Several members of the Columbia University fencing team wanted to give President Trump a letter disavowing his administration’s gender equity policies when the group visited the White House on Friday. But according to team captains Elise Gout and Nolen Scruggs, a White House aide told them that the Secret Service discourages visitors from handing items to the president.
According to the Washington Post, the aide took the letter and promised the athletes that they would deliver it to President Trump.
The Columbia athletes, who were part of a White House celebration of 22 NCAA championship teams, reportedly did not express their objections during their brief, direct interactions with the president.
“Secret Service made it pretty clear that something could happen, and I don’t want to find out what that is,” Scruggs said of giving Trump the letter.
"The victory for which you mean to honor us today cannot be separated from the diversity that comprises our team," a portion of the letter read, according to the Post. "We as collegiate fencers have committed our athletic careers to understanding how our individual strengths, irrespective of gender, may be best leveraged for the advancement of the collective.
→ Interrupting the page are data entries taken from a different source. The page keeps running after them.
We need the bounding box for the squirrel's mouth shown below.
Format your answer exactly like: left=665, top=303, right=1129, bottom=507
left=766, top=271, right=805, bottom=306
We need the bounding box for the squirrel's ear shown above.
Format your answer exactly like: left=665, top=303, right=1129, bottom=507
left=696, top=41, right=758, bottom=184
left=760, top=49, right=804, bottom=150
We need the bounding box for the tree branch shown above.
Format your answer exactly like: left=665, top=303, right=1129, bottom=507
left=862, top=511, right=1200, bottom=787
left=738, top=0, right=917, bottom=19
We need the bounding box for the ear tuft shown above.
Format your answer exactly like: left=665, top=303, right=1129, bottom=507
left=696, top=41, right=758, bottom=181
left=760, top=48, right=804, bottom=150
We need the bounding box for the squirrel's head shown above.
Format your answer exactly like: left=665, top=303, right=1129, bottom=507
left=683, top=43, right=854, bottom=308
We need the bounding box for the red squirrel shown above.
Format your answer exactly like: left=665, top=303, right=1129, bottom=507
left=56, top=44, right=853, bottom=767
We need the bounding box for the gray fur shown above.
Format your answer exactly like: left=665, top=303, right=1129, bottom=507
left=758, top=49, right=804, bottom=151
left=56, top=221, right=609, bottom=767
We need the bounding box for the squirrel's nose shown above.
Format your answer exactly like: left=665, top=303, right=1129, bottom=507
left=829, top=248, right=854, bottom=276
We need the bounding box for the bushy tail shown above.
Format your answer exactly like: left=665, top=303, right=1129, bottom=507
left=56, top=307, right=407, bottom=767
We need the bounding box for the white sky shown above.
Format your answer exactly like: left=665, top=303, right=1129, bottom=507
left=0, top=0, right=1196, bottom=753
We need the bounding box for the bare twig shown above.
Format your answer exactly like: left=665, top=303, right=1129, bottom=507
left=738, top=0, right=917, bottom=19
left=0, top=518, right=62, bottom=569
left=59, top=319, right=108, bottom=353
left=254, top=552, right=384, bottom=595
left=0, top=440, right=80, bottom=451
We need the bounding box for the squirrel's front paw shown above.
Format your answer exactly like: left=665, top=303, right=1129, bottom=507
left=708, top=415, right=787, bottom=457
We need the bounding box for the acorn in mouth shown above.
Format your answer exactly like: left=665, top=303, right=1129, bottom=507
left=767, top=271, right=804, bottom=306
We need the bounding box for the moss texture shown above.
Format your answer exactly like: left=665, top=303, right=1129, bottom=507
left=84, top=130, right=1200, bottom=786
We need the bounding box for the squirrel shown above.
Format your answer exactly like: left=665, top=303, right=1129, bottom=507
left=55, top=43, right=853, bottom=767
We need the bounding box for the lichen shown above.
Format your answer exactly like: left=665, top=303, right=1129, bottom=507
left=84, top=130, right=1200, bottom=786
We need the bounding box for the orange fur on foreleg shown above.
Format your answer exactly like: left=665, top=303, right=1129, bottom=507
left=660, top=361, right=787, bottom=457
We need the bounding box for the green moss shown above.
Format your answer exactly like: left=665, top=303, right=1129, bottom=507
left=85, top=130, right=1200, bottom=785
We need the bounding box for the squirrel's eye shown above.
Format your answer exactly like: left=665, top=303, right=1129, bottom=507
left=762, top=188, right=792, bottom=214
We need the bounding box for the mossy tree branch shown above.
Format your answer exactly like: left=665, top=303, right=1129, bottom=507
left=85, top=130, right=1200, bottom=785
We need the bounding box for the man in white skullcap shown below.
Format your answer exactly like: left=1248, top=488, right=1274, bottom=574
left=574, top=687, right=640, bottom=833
But while ours is a victory born from values of gender equality, yours is one shadowed by continued acts of gender-based prejudice and partisanship."
As the Post notes, the team did take part in a silent protest of Trump’s policies by wearing large white lapel pins, which signify gender equality. Scruggs said the White House aide asked them to remove the pins, but the athletes declined.
Despite being at odds with a number of professional championship teams, Trump has welcomed NCAA championship teams in the past.
“The team was cordial, and nothing was handed to the president,” White House spokesman Judd Deere told the Post. “White House staff also spoke with members of the team and the coach and extended an invitation for them to come back to the White House to discuss any policy concerns they have.”